For immediate release
Contact: Amanda Woodrum, 216.361.9801
HARRISBURG, Pa. — The Multi-State Shale Research Collaborative, which monitors the impact of shale drilling in five states, applauds the governors of Ohio, Pennsylvania and West Virginia for signing an agreement Tuesday related to development of shale gas and oil.The agreement provides a framework for the states to cooperate on infrastructure, job training and other areas. This kind of regional cooperation can avoid a bidding war for jobs and investment. The agreement acknowledges that a multi-state strategy will maximize opportunities.
“This cooperative agreement signals that the states understand they can act together to minimize the potential unhealthy aspects of competition that would engage them in a ‘race to the bottom,’” said Dr. Stephen Herzenberg, executive director of the Pennsylvania Budget and Policy Center. “Too often when it comes to economic development, states engage in wasteful bidding wars for new jobs and investment.”
In the three signatory states, the Multi-state Shale Research Collaborative includes the Pennsylvania Budget and Policy Center, Policy Matters Ohio and the West Virginia Center on Budget and Policy. While the groups are pleased with the agreement, they urge more cooperation among the states on tax policy, community planning and environmental standards to ensure the shale revolution benefits all the residents of the region.
“The Multi-State Shale Research Collaborative advocated a regional cooperation agreement in a 2014 letter to the three governors. However, we also recommended a joint approach to minimizing costs of shale development in addition to maximizing the benefits,” said Amanda Woodrum, energy researcher for Policy Matters Ohio.

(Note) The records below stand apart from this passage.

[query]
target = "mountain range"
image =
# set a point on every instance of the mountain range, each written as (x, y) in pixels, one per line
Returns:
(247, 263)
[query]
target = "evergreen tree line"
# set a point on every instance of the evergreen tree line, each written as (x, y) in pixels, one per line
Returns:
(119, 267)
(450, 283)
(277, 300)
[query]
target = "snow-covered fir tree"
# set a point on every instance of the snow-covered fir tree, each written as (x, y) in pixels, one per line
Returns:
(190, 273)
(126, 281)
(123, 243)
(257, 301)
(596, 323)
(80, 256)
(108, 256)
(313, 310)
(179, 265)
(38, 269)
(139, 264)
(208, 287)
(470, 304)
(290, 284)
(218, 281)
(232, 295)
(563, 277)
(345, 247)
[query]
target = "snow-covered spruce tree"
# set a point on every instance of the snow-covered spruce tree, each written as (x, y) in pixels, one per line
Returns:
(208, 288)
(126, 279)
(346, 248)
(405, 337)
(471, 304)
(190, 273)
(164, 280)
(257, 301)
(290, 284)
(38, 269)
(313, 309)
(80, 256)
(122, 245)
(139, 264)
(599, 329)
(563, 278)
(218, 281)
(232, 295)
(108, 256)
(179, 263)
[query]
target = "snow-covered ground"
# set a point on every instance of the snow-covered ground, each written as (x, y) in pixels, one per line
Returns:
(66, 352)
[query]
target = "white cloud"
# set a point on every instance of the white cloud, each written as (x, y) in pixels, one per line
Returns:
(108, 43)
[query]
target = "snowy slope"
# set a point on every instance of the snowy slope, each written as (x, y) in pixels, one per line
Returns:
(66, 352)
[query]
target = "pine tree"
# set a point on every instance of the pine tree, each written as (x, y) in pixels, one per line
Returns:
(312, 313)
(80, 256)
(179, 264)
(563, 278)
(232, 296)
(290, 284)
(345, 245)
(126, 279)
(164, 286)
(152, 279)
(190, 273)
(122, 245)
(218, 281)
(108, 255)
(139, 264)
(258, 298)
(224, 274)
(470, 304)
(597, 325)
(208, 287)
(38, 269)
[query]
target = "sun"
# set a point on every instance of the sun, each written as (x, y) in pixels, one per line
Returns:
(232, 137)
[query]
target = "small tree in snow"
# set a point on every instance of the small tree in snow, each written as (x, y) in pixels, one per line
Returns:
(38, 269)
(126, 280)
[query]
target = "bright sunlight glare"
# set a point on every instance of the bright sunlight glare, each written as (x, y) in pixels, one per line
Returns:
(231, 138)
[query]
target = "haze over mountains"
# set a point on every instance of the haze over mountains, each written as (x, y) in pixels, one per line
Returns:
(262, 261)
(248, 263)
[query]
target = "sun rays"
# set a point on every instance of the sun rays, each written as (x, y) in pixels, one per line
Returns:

Woodrum said this would require a fair and adequate severance tax, similar across all states, where proceeds could be used to pay for sufficient industry oversight, resources for job training, and needed infrastructure.
Herzenberg said the states can strengthen the agreement by explicitly including a commitment to consistent policies on taxes and job training, and by helping communities plan for harm caused by drilling. The states should also set high environmental standards for the industry.
Structuring smart tax policies can enhance state revenue, and if that revenue is invested wisely it can promote the growth of the industry and jobs in the region, said Ted Boettner, executive director of the West Virginia Center on Budget and Policy.
“West Virginia has been down the ‘boom-bust’ path before. The gas production boom in West Virginia has not led to broader economic development,” Boettner said. “Overall, West Virginia lost jobs during the boom, and growth has been disappointing in the counties that have seen the biggest increase in gas production.”
The West Virginia center has proposed a new severance tax incentive based on a higher rate for natural gas liquids, with a credit to related West Virginia industries. The credit may encourage ethane cracking and other chemical manufacturing to create jobs, while generating additional tax revenue for investment in infrastructure and job training.
“Research by the multi-state collaborative has shown that shale drilling imposes significant costs on communities, and that the industry’s claims of local jobs created have been consistently inflated,” Herzenberg said. “The agreement should be extended to include more information-sharing on the impact of shale gas extraction, and credible methods for estimating jobs and effects on taxes, the economy, the environment and health and human services.”
The Pennsylvania Budget and Policy Center has called for a 5 percent severance tax on natural gas extraction, similar to the tax already in place in West Virginia. Similarly, Policy Matters Ohio has called for a 5 percent severance tax on oil and gas production, to be used for oversight and regulation, and for covering community costs. Policy Matters Ohio also advocates for an additional 2.5 percent tax on oil and gas production to pay for infrastructure that would increase energy use locally.
The recently signed Tri-State agreement calls for policies such as those proposed by the West Virginia and Ohio think tanks to ensure more shale energy is processed and/or used locally. This is important to maximizing benefits of shale development in our region, but requires upfront capital to invest in energy-related infrastructure.
For too many years, the orientation of state policy in all three of these states has put the best interests of the gas industry ahead of sound economic and community development that improves our quality of life. The Tri-State Regional Cooperation Agreement represents an important first step to reorienting state policy towards a different objective: what policies related to the natural gas industry best serve the residents of the three states and ensure environmental sustainability.
The Multi-state Shale Research Collaborative stands ready to participate in crafting a cooperative action plan by sharing what its members have learned to ensure that the industry benefits all the communities and people of the region.